In Sam Raimi’s 1981 horror film, The Evil Dead (Ash vs. Evil Dead premieres on Starz this Halloween, and you can read our interview with Raimi here), the protagonists accidentally summon a swarm of demons when they play a tape recording of someone reading out of The Book of the Dead, also known as the Necronomicon Ex-Mortis. Bound in flesh and written in human blood, the fictional book describes rituals to summon or detain evil spirits. It’s not the first time a book of that nature appeared in pop-culture. H.P. Lovecraft frequently inserted the Necronomicon into his works of fiction in the early half of the 1900s. What Raimi and Lovecraft were calling upon for inspiration in their stories is what’s generally referred to as a grimoire — a book embedded in the realm of occult literature. Rebecca Romney, Bauman Rare Books manager and frequent guest on Pawn Stars, spoke with Uproxx about the definition of a grimoire:
A grimoire, at risk of being too simplistic, is a text that teaches practical magic. As such, it is usually highly religious in nature, under the premise that the power to achieve supernatural results comes from supernatural sources (e.g. divinity or demons). The grimoire tradition is European, at least in the form to which we are referring when we use the term “grimoire”; however, its roots go back to ancient civilizations.
James Frazer’s landmark 1890 study on religion and magic, The Golden Bough, broaches the concept of the necessity for early civilizations to engage in magical processes relating to fertility and fruitful harvests, among other essentials. Frazer describes practical magic “as a system of natural law, that is, as a statement of the rules which determine the sequence of events throughout the world.”

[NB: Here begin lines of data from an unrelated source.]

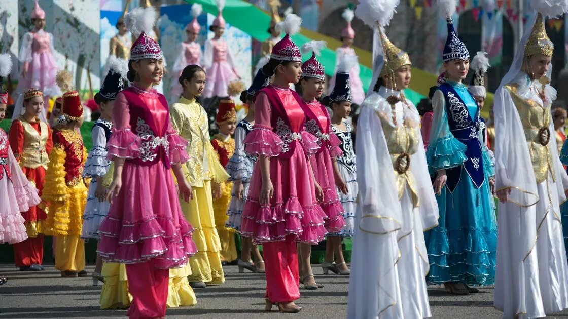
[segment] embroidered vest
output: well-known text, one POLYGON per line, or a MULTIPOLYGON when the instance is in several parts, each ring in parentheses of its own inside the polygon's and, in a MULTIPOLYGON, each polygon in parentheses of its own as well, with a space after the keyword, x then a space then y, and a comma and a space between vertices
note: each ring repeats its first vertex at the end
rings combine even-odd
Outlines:
POLYGON ((49 138, 47 124, 40 121, 40 132, 36 131, 23 117, 19 119, 24 127, 24 145, 20 154, 21 167, 35 169, 39 166, 47 169, 49 156, 45 152, 45 145, 49 138))
POLYGON ((8 141, 8 136, 4 130, 0 128, 0 180, 4 178, 4 172, 12 180, 10 174, 10 166, 8 165, 8 149, 10 148, 10 142, 8 141))
MULTIPOLYGON (((258 91, 264 92, 268 97, 268 102, 272 107, 272 116, 270 119, 270 124, 272 125, 273 131, 282 139, 282 152, 278 156, 281 158, 290 158, 294 154, 296 147, 298 147, 300 140, 302 139, 302 131, 303 131, 304 125, 306 124, 306 116, 302 120, 300 129, 298 132, 292 130, 290 119, 287 113, 286 107, 282 103, 282 100, 276 93, 277 89, 272 86, 267 86, 258 91)), ((303 101, 298 93, 290 90, 293 96, 297 102, 296 105, 289 106, 289 108, 302 108, 303 101)), ((302 145, 299 145, 302 147, 302 145)))
MULTIPOLYGON (((448 188, 450 192, 454 191, 460 182, 463 169, 467 173, 473 184, 479 188, 485 181, 482 145, 477 136, 477 132, 483 126, 479 108, 475 119, 472 119, 465 103, 451 85, 444 83, 440 86, 439 89, 444 93, 446 100, 446 111, 448 112, 450 131, 456 138, 467 148, 465 151, 467 160, 458 167, 446 170, 448 188)), ((469 91, 467 94, 471 95, 469 91)), ((473 98, 473 95, 471 98, 473 98)))
POLYGON ((169 169, 171 165, 168 156, 169 147, 166 136, 168 123, 170 120, 168 102, 164 95, 157 94, 156 104, 161 103, 161 106, 168 112, 164 127, 161 132, 158 132, 152 113, 146 106, 145 102, 140 98, 140 94, 135 90, 129 87, 122 91, 128 102, 130 127, 132 128, 133 133, 142 140, 142 145, 140 147, 140 157, 129 161, 145 166, 149 166, 161 161, 166 168, 169 169))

Based on Frazer’s work, one could say that the need for magic derived from the hunger for natural human requisites — food, love, success. Grimoires promise that with the proper application, one can attain their goals through magic devices, animal sacrifices and even the summoning of the supernatural. Many of these texts contain spells, alchemic formulas, and some even contain instructions for exorcisms. One specific text allegedly claims that it can summon Satan himself. (More on that later.) But do any of these books really contain an inherent power, or even proper instructions, to tap into divine or demonic sources? Rebecca Romney has a simple answer for that question.
“No,” she told us.
William Dailey, of William Dailey Rare Books, an expert who’s specialized in occult literature for 45 years, doesn’t wholeheartedly agree. He told Uproxx:
I’m fairly practical when it comes to things like this. But I think occasionally, there can be potent powers. Just like I’ve been in a few houses that I felt were haunted. I don’t necessarily believe in ghosts, but I’ve felt it and seen it a few times. So, I think that there are spirits that inhabit locations, or in this case, might have inhabited a book. The theory that I like is that these are people, entities, that don’t know that they’re dead, and they’re hanging around our world and they don’t want to move on into what lies beyond.

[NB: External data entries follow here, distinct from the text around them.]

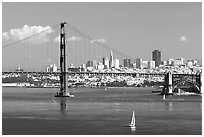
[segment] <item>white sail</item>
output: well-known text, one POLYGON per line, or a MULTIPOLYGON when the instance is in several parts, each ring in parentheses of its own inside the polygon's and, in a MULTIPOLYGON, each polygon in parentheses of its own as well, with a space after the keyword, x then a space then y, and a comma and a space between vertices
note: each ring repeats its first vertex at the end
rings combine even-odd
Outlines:
POLYGON ((132 112, 132 120, 129 125, 131 128, 135 128, 135 112, 132 112))
POLYGON ((166 100, 166 96, 165 96, 165 94, 163 95, 163 100, 166 100))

Lou Donato of Amber Unicorn Books, specializing in occult and metaphysics, also has 45 years of experience in the business. He told Uproxx that he believes, without a shadow of a doubt, certain books can be portals into the paranormal realm:
Yes, I believe in serious supernatural because we’re just functioning in a three-dimensional world, and there are more dimensions out there than our senses are aware of. And if someone has a good receiver and transmitter they might be able to tap into it. That’s where you get into Rhine University (a parapsychology research institute) with the psych material. You can’t discount it. There’s been too many unexplained phenomenas that science just scratches their head.
Between the Lines
According to Dailey, “[Grimoires] have a long history — probably go back to preprinted versions, before Johannes Gutenberg’s [printing press, circa. 1436]. They really flourished, at least the ones that are available, in the 18th century.”